The Intentional Data Scientist: Three Ways to Get Started
by Daniel Chudnov
Hello there! How nice to see you again. After a few years away, Dick Kaser graciously welcomed me back to CIL to share some of what I’ve learned about the burgeoning field of data science. This month, and again in an upcoming issue, I’ll offer some concrete steps you can take to dip a toe and maybe dive right in to this field.
| The first bit of advice Iíll offer is to give yourself time.
Where have I been, and what do I know about data science? I recently completed a master’s degree in the business analytics program at the George Washington University School of Business, right across the street from where I worked as an IT director at George Washington University’s Gelman Library from 2011 until recently. In this program—a new one, similar to many across the country, and soon to enter its 4th year—we studied core subjects (including probability and statistics, forecasting, data mining, decision and risk modeling, and optimization). Electives included data analysis, data visualization, geospatial statistics, and social network analysis.

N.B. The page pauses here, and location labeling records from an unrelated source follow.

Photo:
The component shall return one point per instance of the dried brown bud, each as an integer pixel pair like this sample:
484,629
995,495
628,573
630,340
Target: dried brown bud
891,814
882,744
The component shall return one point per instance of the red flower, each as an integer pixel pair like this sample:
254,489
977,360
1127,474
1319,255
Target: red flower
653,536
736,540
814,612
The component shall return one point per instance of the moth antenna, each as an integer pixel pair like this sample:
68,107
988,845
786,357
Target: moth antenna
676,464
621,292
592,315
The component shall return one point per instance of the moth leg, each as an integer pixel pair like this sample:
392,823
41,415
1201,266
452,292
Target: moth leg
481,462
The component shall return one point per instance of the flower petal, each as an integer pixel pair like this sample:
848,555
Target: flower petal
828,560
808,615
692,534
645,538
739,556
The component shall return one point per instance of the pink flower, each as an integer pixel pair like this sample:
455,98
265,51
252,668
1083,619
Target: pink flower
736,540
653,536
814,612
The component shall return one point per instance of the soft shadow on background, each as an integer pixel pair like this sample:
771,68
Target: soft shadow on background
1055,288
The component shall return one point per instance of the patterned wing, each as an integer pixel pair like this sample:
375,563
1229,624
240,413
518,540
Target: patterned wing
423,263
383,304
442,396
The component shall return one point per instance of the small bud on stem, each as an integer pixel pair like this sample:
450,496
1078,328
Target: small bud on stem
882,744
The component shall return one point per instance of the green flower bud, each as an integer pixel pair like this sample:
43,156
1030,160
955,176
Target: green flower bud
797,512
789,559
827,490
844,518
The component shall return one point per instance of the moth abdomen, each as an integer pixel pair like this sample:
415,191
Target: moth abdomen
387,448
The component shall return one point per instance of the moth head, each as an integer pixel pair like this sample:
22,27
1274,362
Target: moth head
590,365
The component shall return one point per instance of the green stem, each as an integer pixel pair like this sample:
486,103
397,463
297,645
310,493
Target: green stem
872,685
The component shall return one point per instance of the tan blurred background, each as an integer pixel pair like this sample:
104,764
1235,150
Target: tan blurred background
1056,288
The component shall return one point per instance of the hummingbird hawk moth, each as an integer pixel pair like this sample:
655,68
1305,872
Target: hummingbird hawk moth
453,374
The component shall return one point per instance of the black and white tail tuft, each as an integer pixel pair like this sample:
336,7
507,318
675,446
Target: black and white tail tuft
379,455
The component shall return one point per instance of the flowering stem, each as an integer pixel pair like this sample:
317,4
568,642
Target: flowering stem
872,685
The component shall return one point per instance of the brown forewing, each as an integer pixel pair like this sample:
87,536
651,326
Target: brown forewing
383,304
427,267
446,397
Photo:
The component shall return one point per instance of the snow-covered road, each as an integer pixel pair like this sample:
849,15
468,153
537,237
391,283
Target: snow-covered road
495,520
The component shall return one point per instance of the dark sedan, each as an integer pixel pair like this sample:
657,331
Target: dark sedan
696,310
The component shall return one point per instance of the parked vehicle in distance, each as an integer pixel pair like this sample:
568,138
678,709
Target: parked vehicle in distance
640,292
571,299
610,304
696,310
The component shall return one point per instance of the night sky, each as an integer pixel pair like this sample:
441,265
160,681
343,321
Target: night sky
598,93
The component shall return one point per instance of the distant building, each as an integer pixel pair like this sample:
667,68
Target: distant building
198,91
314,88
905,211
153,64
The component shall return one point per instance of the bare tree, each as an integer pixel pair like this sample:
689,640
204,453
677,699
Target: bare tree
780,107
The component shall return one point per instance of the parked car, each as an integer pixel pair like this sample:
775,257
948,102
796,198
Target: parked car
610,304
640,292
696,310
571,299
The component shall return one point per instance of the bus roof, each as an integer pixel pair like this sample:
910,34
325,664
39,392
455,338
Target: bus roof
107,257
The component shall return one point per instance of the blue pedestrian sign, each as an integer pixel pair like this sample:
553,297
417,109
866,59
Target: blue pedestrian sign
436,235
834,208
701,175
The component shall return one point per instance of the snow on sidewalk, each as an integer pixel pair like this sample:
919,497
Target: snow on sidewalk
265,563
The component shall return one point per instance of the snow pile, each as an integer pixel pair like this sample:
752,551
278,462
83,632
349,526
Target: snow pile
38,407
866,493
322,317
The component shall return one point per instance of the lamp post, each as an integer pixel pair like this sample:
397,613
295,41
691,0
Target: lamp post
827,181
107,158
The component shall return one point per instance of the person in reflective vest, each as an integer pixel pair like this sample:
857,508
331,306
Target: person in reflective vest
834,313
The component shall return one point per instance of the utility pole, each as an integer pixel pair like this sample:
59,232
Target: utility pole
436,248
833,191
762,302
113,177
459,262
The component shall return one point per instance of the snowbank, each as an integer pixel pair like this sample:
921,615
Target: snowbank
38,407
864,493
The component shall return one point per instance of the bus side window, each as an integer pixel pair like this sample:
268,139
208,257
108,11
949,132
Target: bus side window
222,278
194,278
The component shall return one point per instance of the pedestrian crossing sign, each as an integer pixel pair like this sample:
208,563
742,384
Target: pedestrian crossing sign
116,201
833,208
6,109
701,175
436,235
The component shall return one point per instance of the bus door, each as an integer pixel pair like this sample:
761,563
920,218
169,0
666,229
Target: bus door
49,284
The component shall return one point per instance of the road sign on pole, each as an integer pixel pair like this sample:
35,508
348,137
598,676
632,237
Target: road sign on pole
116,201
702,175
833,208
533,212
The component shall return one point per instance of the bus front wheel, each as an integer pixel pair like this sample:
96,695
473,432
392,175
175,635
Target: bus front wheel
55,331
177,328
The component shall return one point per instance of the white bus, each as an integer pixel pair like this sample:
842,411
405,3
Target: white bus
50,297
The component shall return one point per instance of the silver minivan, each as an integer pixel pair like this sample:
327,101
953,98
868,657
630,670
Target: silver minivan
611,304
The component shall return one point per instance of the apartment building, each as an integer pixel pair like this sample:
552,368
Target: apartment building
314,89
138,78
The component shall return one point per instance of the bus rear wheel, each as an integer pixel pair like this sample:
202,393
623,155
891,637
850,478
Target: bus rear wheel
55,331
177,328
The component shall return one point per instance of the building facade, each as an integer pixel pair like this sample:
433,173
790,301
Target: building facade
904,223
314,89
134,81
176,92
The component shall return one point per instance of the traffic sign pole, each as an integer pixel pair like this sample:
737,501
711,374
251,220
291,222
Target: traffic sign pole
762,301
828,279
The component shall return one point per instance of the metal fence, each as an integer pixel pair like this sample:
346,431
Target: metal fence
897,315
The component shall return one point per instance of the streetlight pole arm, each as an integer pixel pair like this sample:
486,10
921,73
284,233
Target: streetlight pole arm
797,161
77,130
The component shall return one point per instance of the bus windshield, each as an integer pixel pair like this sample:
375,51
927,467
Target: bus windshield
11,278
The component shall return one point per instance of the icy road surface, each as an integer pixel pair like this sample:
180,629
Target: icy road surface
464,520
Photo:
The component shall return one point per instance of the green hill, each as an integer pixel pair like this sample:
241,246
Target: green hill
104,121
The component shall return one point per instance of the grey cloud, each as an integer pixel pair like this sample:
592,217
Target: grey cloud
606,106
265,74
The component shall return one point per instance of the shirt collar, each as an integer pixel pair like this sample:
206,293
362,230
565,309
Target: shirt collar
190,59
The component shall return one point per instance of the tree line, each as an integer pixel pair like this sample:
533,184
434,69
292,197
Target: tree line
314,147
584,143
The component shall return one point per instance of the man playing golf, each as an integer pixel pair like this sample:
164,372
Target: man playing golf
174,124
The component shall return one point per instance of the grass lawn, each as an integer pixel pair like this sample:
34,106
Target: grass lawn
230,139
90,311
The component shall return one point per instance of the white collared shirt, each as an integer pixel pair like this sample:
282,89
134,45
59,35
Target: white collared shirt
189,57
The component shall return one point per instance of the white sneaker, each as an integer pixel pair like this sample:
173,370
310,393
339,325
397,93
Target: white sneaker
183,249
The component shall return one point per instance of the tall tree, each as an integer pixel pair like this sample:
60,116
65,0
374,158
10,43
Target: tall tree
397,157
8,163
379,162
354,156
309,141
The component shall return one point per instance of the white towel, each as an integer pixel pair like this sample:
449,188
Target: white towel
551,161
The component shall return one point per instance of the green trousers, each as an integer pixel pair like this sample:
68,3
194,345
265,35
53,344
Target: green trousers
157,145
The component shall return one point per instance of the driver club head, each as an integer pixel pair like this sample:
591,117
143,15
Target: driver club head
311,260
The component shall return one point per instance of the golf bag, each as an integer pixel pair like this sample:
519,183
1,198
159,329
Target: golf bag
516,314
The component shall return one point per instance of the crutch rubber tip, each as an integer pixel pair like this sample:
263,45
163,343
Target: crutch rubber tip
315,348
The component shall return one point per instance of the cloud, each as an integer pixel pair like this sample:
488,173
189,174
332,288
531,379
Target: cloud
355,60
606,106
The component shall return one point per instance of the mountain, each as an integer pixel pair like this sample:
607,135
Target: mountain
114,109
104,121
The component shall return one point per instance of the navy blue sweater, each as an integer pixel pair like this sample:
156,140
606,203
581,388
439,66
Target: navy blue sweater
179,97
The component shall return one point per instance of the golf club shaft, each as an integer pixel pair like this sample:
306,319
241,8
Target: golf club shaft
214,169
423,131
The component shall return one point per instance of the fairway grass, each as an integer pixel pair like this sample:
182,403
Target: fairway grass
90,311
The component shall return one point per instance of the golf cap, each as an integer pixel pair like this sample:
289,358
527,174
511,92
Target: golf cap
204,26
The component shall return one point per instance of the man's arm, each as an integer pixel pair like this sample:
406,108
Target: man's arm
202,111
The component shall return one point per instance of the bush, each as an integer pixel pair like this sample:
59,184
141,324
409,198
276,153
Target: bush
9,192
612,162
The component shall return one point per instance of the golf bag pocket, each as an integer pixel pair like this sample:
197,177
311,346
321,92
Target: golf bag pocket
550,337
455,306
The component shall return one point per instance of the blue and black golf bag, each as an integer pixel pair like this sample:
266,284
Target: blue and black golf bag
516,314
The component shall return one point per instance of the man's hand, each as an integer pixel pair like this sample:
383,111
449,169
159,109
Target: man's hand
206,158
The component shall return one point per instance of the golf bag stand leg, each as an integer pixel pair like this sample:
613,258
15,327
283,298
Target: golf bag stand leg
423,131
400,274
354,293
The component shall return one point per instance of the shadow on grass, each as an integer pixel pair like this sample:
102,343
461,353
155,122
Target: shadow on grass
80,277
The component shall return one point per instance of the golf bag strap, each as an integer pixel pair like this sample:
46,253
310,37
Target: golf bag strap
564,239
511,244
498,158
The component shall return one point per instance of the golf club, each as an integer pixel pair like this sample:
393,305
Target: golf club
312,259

The goal of this program, and the training I completed, is simple: to make better decisions, based on data, despite uncertainty. Perhaps the potential value implied by that goal is self-evident to you, but perhaps not. Having spent nearly 2 decades in research libraries, though, I am confident many of you share my experience of having seen a lot of big organizational decisions made based on a mix of intuition, anecdotal experience, trendiness, and personal preferences—few, if any, big decisions are made based on strong statistical evidence.
The uncertainty part should speak for itself. Many of our institutions face a far less certain budget than 20 years ago when I first came up as a librarian. We don’t know how new technologies, our churning politics, and public perception will shift next. So if we’re going to make changes in the services we provide and collections we build, we should base decisions about them on the best evidence we can assemble. We often have data about the services we provide, but fail to make that data available, up-to-date, integrated with related sources, and usable for analysis. And few within our profession understand statistical methods for performing analyses reliably.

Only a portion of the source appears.